Remember what it felt like to get called into the principal’s office. The anxiety is the same when it happens unannounced at work. I was called in recently because the project I manage had low profitability. Like any good mentor, my boss tried to make a teachable moment out of the disappointing news. Like a good student, I left determined not to have that conversation again.

Of course there were extenuating circumstances beyond my control, but I figure that a great manager deals with the lemons. I was really at a loss, though, on how to turn around my team’s performance, so I did what any good manger does, I went to my staff for the answers. I spoke with each of my charges informally improving our small group’s efficiency.

One recurring suggestion was to develop a clear process for the way in which we work. Our work flow was unstated, but I assumed everyone knew how to proceed from start to finish of a project. However, after reflecting on some recent projects it was clear that the younger staff, in particular, would get stuck in an unproductive loop while I assumed they were still moving forward. We needed a framework to formalize the steps of the design process and help us communicate better during a project.

I began my research on project management processes with a Google search. A diagram by the Department of Veterans Affairs Office of Information and Technology grabbed my attention. I liked how it presented a step by step process and identified the outputs at each step. It also identified the approvals required before proceeding to the next step.

English: VA IT Project Management Framework (Photo credit: Wikipedia)
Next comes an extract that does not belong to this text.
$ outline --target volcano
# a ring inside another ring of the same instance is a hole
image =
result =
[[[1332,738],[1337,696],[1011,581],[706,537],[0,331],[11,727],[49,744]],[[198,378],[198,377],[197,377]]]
My chart has just four steps from Identifying Scope to the final Deliverable. Like the VA diagram, I made use of multiple rows to differentiate tasks within each step. Along the way Information is constantly added to the process. Analysis considerations take different forms from step-to-step. A common mistake is jump into complex modeling of an unproven system – better to do simple calculations first to evaluate the merits of an idea. In the building design industry Modeling typically represents the final product. It was important for us to identify how much progress could be made on the model in each step. Finally, stop signs on top remind the team to take time between each step to discuss their work with managers.
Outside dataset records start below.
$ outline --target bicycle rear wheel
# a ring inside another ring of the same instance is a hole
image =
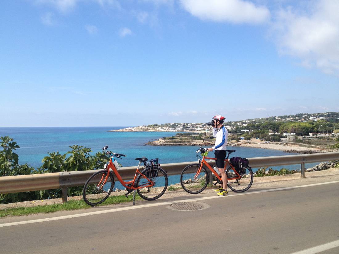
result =
[[[182,188],[191,194],[197,194],[205,189],[208,183],[207,171],[203,166],[195,179],[200,165],[192,164],[184,169],[180,176],[180,183]]]
[[[92,206],[99,205],[109,196],[114,188],[114,177],[109,173],[107,181],[104,184],[107,174],[106,170],[96,172],[86,182],[82,191],[82,196],[84,201],[87,205]]]
[[[242,174],[240,174],[240,178],[231,180],[227,184],[227,186],[236,192],[243,192],[250,189],[253,182],[253,173],[249,167],[244,170]],[[231,166],[226,170],[226,175],[227,178],[238,177]]]
[[[147,168],[141,173],[146,176],[154,183],[150,187],[145,187],[137,189],[137,191],[140,197],[146,200],[154,200],[159,198],[163,194],[167,188],[168,178],[165,171],[161,168]],[[149,185],[151,183],[141,175],[139,175],[137,179],[136,186],[137,188],[142,187]]]

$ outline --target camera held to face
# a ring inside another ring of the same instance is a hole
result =
[[[214,127],[214,122],[213,121],[212,121],[209,123],[207,123],[207,124],[209,126],[213,126],[213,127]]]

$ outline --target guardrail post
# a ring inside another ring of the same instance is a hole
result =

There’s nothing really groundbreaking on this chart. It’s also intentionally vague so that it can apply to just about any project. That’s OK, because we want something simple and repeatable. Hopefully it creates a dialogue about how to work efficiently. In practice, it might sound something like this, “Where are you in the Design Process? Step 2? OK, so show me your plan sketch and load path assumptions. Hmm.. I think you need more information about the constructability of this detail…”
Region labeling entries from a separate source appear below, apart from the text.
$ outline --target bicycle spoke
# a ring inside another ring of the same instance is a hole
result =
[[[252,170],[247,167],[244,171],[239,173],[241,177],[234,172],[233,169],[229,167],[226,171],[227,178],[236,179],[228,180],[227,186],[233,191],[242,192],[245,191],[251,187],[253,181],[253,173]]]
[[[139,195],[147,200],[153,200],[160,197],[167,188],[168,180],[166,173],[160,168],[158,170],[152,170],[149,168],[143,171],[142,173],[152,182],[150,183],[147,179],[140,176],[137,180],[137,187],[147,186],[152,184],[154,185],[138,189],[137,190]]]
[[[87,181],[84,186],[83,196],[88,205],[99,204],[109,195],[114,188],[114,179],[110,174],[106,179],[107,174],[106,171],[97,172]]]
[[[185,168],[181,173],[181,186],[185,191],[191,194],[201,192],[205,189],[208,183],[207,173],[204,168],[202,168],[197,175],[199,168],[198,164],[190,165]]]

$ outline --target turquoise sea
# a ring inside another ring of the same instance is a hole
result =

Structural Renovation Design Process

I’ve asked for everyone on my team to provide comments so that the diagram will be truly helpful. What do you think? Do you agree with the 4 step process? Are the terms “information, analysis, and modeling” clear? What bullets would you add/delete in the matrix?

1 Comment
  • That looks like a very good flow chart in my opinion. This is definitely going in my bookmarks just in case I might need it again. To be honest, there might be some changes you make for the way your company executes the design process; however, that is roughly the method my group projects have followed in grad school and they mimic projects in engineer practice. For example, one of them was to design the critical elements of a reinforced concrete building. There was a horrendous one we (a group of 6 people) had to completely design a prestress concrete bridge from foundation to deck in a couple months while still keeping up with our other classwork. Anyways, I digress – it looks like a solid work flow chart to me.